Something about the discussion around the new MacBook Pros' (lack of) ports was bugging me. In particular, this tweet:
1998 desktops plugged into one keyboard/mouse (PS/2) and one printer (parallel).
— Marco Arment (@marcoarment) 2 November 2016
2016 laptops connect to lots of USB things, anywhere. https://t.co/nF4pRyYznk
Having re-found and re-read it, I realise now that Marco wasn't saying that pre-iMac Macs used PS/2 and parallel ports. Still, it's as good a jumping-off point as any for why I think comparing the MacBook Pro's move to USB-C ports only to the iMac's adoption of USB in 1998 is a false equivalence.

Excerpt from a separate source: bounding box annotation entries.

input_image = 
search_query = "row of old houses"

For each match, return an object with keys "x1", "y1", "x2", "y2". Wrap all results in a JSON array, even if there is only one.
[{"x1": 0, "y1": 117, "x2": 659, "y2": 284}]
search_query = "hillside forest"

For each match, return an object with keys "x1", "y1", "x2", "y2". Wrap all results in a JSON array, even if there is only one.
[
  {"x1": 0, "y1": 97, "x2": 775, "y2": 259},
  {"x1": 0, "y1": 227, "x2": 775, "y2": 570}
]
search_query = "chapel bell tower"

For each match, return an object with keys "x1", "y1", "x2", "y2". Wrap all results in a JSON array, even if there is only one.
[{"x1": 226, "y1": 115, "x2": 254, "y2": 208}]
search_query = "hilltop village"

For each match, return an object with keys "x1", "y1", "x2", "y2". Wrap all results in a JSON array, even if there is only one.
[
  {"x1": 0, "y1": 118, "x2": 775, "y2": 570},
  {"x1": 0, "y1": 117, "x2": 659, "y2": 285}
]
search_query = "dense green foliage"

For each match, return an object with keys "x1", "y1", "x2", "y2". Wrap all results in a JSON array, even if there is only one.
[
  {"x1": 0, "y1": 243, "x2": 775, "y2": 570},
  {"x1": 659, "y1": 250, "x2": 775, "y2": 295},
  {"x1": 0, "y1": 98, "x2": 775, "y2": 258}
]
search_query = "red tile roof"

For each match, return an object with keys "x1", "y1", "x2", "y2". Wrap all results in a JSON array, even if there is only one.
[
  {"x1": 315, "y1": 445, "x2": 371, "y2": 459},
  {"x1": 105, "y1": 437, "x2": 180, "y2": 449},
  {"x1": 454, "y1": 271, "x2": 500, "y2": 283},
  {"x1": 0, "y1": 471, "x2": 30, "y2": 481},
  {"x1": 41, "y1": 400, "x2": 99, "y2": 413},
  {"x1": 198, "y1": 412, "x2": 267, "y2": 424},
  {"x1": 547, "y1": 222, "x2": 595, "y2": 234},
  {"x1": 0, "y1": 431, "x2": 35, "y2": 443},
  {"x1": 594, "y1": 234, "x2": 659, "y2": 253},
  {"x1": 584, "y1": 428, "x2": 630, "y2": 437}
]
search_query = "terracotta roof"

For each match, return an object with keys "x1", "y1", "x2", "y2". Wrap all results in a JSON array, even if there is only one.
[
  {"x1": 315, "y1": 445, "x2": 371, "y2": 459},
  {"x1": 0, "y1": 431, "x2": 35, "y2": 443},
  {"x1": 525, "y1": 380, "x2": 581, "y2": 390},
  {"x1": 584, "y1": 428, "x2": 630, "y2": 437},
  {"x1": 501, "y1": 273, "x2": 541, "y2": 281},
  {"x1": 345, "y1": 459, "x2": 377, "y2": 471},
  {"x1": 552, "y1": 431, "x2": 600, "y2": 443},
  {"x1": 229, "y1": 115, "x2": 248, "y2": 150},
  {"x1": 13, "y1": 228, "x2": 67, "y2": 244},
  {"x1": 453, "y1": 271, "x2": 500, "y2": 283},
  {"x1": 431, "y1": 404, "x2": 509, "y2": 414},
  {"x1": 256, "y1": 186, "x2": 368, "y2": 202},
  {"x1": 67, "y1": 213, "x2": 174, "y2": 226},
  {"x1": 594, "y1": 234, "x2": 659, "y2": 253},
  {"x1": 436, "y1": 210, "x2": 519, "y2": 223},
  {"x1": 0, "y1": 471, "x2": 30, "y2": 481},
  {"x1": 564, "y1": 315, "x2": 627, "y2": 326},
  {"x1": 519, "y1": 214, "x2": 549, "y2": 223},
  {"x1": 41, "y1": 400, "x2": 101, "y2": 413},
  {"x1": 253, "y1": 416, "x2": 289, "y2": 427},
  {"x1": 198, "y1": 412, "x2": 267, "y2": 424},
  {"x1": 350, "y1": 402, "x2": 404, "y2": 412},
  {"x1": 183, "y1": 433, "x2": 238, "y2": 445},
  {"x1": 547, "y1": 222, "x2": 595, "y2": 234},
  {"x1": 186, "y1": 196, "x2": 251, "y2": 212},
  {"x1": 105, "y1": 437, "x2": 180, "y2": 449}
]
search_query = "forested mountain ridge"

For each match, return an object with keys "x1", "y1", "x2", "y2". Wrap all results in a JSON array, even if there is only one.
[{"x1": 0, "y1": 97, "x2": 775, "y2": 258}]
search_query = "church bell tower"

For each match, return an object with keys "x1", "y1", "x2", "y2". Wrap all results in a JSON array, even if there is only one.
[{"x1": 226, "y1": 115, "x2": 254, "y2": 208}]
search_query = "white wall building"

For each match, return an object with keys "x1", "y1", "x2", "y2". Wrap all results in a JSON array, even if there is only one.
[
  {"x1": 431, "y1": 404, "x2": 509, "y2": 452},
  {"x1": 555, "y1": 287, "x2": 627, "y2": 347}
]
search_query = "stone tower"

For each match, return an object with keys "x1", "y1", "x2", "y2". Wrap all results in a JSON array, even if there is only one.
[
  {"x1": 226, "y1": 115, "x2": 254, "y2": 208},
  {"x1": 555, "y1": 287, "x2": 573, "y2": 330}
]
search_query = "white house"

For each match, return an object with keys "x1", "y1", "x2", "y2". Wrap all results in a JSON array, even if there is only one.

Prior to the iMac, Macs used ADB, serial via mini-DIN and SCSI. These aren't just legacy ports. ADB was a proprietary Apple connection. Serial and SCSI, while industry standards, were the less popular choices in their respective categories. And that, I think, is why they had to go from Jobs' volksputer. At a time when you could pick up a perfectly reasonable serial mouse for £2, replacement ADB mice started from around £20. [I can't find an information about whether you could use serial mice in place of ADB. Even if you could, you'd need a dongle.] The £99 ink jet printers were parallel (and increasingly USB); models with serial interfaces were available, but they were typically the more expensive pro models. And the SCSI variants of external devices generally came at a premium over their parallel or USB counterparts. Adopting USB — unlike dropping the floppy drive — was as much about opening up access to a world of commodity peripherals as it was about ditching dusty old legacy interfaces.